Un ensayo inmunoabsorbente ligado a enzimas (ELISA) es una prueba común utilizada en inmunología para detectar antígenos o anticuerpos. Los antígenos provocan una reacción del sistema inmunitario; en otras palabras, causan enfermedades. ELISA se utiliza para detectar muchos antígenos bacterianos y virales, incluido el virus de la inmunodeficiencia humana (VIH), la malaria, el cólera, el sarampión y las paperas. Se puede usar un protocolo ELISA ligeramente diferente para detectar anticuerpos contra estos y muchos otros patógenos. Un protocolo ELISA es el procedimiento paso a paso para realizar un ELISA específico.

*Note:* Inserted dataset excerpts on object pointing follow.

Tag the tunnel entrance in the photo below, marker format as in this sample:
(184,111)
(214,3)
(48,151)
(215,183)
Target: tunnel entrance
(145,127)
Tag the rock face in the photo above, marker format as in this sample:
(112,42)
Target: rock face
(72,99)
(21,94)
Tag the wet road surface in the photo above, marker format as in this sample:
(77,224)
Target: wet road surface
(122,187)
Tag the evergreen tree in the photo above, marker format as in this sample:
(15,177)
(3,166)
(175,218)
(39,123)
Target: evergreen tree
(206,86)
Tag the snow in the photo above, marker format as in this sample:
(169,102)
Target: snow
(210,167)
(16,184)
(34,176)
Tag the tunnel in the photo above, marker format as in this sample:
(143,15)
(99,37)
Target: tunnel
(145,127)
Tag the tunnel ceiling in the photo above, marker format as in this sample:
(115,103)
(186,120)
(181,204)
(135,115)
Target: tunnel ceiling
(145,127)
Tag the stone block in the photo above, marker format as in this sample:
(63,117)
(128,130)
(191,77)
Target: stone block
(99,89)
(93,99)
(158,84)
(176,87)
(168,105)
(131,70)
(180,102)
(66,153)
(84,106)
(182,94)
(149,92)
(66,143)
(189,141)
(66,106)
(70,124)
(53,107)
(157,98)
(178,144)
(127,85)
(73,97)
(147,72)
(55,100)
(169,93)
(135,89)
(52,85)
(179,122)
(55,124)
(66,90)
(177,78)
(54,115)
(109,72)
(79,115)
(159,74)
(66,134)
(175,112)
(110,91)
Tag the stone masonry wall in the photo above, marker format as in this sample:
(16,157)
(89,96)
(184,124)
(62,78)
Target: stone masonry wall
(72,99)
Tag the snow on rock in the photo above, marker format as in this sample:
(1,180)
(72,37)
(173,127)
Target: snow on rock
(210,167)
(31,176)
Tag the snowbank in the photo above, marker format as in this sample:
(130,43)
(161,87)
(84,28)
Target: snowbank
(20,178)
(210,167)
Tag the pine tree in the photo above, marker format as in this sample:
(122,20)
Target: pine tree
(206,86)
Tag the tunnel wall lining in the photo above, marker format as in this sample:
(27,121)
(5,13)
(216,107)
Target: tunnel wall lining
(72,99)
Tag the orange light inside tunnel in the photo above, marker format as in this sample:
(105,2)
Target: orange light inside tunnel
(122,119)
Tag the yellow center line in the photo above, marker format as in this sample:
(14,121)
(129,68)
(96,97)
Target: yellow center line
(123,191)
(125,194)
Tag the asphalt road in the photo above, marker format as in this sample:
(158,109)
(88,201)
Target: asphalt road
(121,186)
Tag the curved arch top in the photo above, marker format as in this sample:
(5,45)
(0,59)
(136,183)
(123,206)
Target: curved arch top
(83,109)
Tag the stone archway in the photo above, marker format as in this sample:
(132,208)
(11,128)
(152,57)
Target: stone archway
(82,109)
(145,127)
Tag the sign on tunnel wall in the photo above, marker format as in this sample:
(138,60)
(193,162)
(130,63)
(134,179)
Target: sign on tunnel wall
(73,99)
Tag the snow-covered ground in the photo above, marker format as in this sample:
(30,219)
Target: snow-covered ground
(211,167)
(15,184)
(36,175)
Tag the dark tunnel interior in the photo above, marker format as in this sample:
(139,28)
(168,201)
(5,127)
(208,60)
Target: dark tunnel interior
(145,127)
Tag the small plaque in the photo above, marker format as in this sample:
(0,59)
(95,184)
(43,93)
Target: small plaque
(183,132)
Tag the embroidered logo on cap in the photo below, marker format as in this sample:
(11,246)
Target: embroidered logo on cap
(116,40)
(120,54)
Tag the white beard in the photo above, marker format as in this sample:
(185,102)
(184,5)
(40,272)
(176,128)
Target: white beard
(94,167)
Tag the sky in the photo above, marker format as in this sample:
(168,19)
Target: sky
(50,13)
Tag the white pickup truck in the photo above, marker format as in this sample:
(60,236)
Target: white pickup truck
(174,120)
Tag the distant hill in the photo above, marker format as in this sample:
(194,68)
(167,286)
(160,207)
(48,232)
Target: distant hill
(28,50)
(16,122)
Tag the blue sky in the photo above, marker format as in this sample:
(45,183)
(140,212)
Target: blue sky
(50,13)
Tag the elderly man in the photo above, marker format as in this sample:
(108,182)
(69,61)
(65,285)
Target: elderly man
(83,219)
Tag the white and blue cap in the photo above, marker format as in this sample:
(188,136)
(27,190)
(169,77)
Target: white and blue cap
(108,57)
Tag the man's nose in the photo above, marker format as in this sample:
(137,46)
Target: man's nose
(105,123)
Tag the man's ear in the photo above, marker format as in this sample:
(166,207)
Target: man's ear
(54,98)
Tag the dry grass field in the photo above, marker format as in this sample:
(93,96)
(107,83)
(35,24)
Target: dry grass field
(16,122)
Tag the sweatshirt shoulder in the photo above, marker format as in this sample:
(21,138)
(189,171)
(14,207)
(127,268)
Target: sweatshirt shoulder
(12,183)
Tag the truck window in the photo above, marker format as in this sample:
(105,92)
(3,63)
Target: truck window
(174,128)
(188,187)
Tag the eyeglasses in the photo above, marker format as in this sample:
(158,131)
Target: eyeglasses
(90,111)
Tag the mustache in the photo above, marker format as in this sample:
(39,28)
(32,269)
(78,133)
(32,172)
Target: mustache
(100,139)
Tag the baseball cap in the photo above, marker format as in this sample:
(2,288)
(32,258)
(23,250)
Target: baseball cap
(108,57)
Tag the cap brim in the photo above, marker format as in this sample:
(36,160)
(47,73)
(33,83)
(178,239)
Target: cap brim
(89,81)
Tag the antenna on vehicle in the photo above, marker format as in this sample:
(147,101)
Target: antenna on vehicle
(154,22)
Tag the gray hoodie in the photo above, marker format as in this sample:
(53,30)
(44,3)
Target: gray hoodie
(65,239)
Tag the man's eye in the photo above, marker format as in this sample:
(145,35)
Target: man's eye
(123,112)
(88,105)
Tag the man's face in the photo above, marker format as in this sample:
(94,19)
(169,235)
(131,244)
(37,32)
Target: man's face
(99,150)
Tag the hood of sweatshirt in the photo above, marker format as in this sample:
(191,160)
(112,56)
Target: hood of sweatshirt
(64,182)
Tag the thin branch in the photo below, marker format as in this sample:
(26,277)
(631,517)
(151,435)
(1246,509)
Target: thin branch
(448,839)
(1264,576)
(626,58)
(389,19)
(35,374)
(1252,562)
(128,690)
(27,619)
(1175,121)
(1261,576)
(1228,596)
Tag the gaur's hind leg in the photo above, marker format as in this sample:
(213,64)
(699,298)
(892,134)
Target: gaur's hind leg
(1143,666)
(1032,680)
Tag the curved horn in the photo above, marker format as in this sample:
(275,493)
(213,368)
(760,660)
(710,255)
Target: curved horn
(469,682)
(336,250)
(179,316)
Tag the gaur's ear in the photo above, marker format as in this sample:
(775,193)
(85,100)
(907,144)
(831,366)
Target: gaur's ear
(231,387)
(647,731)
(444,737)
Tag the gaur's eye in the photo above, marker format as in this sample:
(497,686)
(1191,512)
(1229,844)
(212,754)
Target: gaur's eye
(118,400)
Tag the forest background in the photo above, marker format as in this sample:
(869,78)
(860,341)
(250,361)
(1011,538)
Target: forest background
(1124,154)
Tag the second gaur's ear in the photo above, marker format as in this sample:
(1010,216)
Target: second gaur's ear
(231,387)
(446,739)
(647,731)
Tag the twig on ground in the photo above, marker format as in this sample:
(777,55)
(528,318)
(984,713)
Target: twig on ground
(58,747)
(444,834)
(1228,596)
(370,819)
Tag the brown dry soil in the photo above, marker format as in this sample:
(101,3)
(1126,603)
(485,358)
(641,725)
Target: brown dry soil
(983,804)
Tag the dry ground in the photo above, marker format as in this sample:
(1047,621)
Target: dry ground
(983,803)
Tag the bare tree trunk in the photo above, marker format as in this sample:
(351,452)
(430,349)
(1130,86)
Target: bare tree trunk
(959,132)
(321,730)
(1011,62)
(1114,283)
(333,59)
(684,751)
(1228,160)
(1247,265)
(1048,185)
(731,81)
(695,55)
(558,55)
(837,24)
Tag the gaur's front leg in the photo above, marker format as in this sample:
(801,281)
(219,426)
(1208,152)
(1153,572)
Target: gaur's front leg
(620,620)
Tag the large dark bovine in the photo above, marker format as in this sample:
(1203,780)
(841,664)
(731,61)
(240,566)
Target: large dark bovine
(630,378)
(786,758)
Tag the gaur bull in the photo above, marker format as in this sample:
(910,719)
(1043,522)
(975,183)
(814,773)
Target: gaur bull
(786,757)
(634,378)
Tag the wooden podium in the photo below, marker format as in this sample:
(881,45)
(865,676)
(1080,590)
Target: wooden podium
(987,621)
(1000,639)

Aunque el protocolo ELISA varía ligeramente, dependiendo del tipo de ELISA que se realice, el concepto básico es el mismo para todos ellos. ELISA depende de anticuerpos ligados a enzimas, también llamados antiglobulinas . Una molécula señal unida a estas antiglobulinas hace que un sustrato agregado durante el ensayo cambie de color, si está presente el antígeno o anticuerpo deseado. La cantidad de antígeno o anticuerpo presente es proporcional a la cantidad de cambio de color, que se puede medir con un lector electrónico de placas.

Hay tres tipos principales de ELISA. Por lo general, se usa un ELISA directo para detectar antígenos en lugar de anticuerpos. Este es el protocolo ELISA más simple, ya que el anticuerpo ligado a la enzima se une directamente al antígeno deseado. Luego se agrega sustrato para determinar la cantidad de antígeno presente.

Un ELISA indirecto se usa para detectar anticuerpos, mientras que otro tipo de ELISA indirecto, llamado ELISA sándwich , se puede usar para detectar antígenos. Un protocolo ELISA sandwich requiere dos anticuerpos, llamados anticuerpos de captura y detección, para unirse al antígeno deseado. Se agrega una antiglobulina, que se une al anticuerpo de detección, y se agrega el sustrato. El ELISA indirecto sigue un protocolo similar, pero utiliza un antígeno de captura en lugar de un anticuerpo de captura para detectar el anticuerpo deseado.

El ELISA competitivo se usa a menudo para detectar antígenos que están presentes en bajas concentraciones, porque es un ensayo muy sensible. A diferencia de otros protocolos de ELISA, el ELISA competitivo utiliza un antígeno ligado a enzimas en lugar de un anticuerpo, y un método de cuantificación ligeramente diferente. En él, la muestra que contiene el antígeno a detectar y el antígeno ligado a la enzima se añaden a un anticuerpo, y los dos antígenos compiten por los sitios de unión de anticuerpos. Cuando se agrega el sustrato, el cambio de color es mayor, con una proporción más alta de antígenos unidos a enzima unidos a antígenos de muestra unidos. Esto significa que se detecta un mayor cambio de color a concentraciones más bajas del antígeno de muestra, que es lo que hace que este método sea tan sensible.